Dušan Vukčević

Personal information
- Born: 14 November 1975 (age 49) Sarajevo, SR Bosnia and Herzegovina, SFR Yugoslavia
- Nationality: Serbian / Greek
- Listed height: 2.02 m (6 ft 8 in)
- Listed weight: 88 kg (194 lb)

Career information
- NBA draft: 1997: undrafted
- Playing career: 1993–2012
- Position: Shooting guard / small forward
- Number: 6, 14, 20
- Coaching career: 2021–2021

Career history

As a player:
- 1993–1994: Aix Maurienne Savoie
- 1994–1995: Red Star Belgrade
- 1995–1996: Apollon Patras
- 1996–1997: Radnički Beograd
- 1997–2001: Olympiacos Piraeus
- 2001–2002: Real Madrid
- 2002–2004: Montepaschi Siena
- 2004: Olympiacos Piraeus
- 2005: Ülkerspor
- 2005–2006: Olimpia Milano
- 2006–2007: Virtus Bologna
- 2007–2008: Olimpia Milano
- 2008–2010: Virtus Bologna
- 2010–2011: Rimini Crabs
- 2011–2012: Scaligera Verona

As a coach:
- 2022–2023: Peristeri Athens (assistant)

Career highlights
- As player: FIBA EuroChallenge champion (2009); Spanish League All-Star (2001 II); Italian League champion (2004); 2× Greek League All-Star (1997, 2001); Turkish Cup winner (2005);

= Dušan Vukčević =

Serbian professional basketball player and assistant coach

Dušan Vukčević (Serbian Cyrillic: Душан Вукчевић; born 14 November 1975) is a retired Serbian professional basketball player and coach, who last served as an assistant coach for Peristeri Athens of the Greek Basket League and the Basketball Champions League, under head coach Vassilis Spanoulis. He also holds Greek citizenship, under the name Ntousan Tsalikis-Vouktsevits (alternate spelling: Dousan Tsalikis-Vouktsevits). At a height of 2.02 m tall, he played at the shooting guard and small forward positions. During his professional club playing career, Vukčević played in three EuroLeague Final Fours, as he played at the 1999 EuroLeague Final Four, the 2003 EuroLeague Final Four, and the 2004 EuroLeague Final Four.

==Professional career==
Vukčević was born in Sarajevo, and he played in the youth teams of Bosna Sarajevo and Red Star Belgrade. He started his pro club career with Aix Maurienne Savoie, of the French 2nd Division, in the 1993–94 season. He then moved to Red Star Belgrade, for the 1994–95 season.

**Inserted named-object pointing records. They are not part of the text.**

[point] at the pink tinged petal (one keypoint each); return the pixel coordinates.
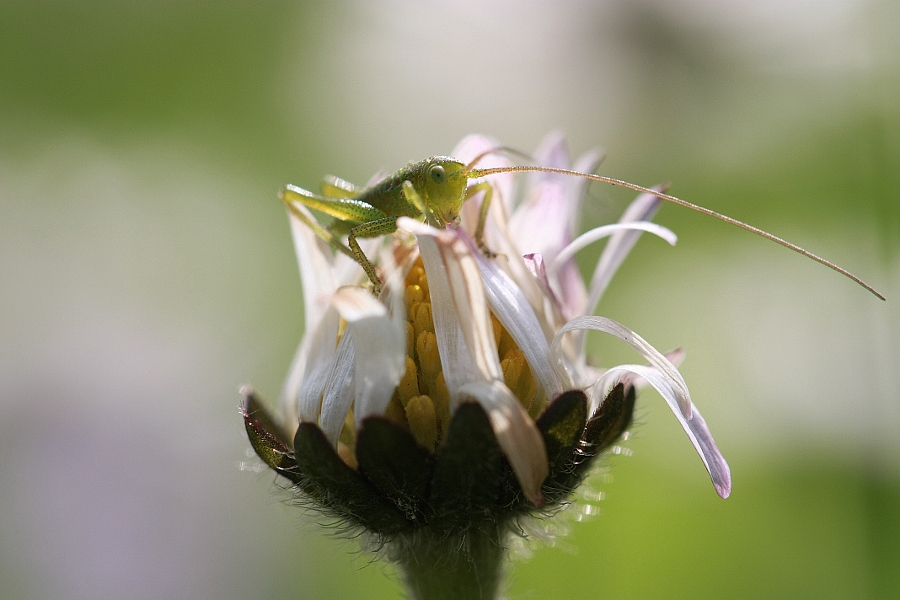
(538, 268)
(518, 437)
(694, 427)
(379, 345)
(469, 353)
(653, 356)
(598, 233)
(641, 209)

After that he moved to Greece, where he first played with the Greek Basket League club Apollon Patras, and then later with Olympiacos Piraeus, where he played four years. While he was a member of Olympiacos, he attained a Greek passport. In the 2001–02 season, he joined the Spanish ACB League club Real Madrid.

In 2003, he moved to Montepaschi Siena, where he won the first Italian League championship in the club's history. In 2005, he played with the Turkish Super League club Ülkerspor. He later played in Italy with Olimpia Milano, Virtus Bologna, Basket Rimini, and Scaligera Verona, where he last played in the 2011–12 season.

During his pro career, Vukčević played in the European-wide top-tier level EuroLeague, in a total of 10 seasons, and he made it to the league's Final Four three times, in 1999, 2003, and 2004.

==National team career==
Vukčević was a member of the senior men's Serbia and Montenegro national team, from 1999 to 2003. With Serbia and Montenegro, he played at the 2003 FIBA EuroBasket, in Sweden. Over seven tournament games played, he averaged 4.0 points, 1.0 rebound and 0.3 assists per game.

==Sportscasting career==
Since he has Greek citizenship, and speaks Greek fluently, after his playing pro career ended, Vukčević became a basketball game commentator on Greek TV.

==Coaching career==
Vukčević began working as a basketball coach in 2022, when he joined the Greek Basket League club Peristeri Athens. He was signed to work for the club as an assistant coach, under the team's head coach, Vassilis Spanoulis.

== Personal life ==
Vukčević is married to Swedish businesswoman Jade Cicak. They have two sons. Their older son, Tristan (born 2003), is a professional basketball player that has played in the NBA with the Washington Wizards.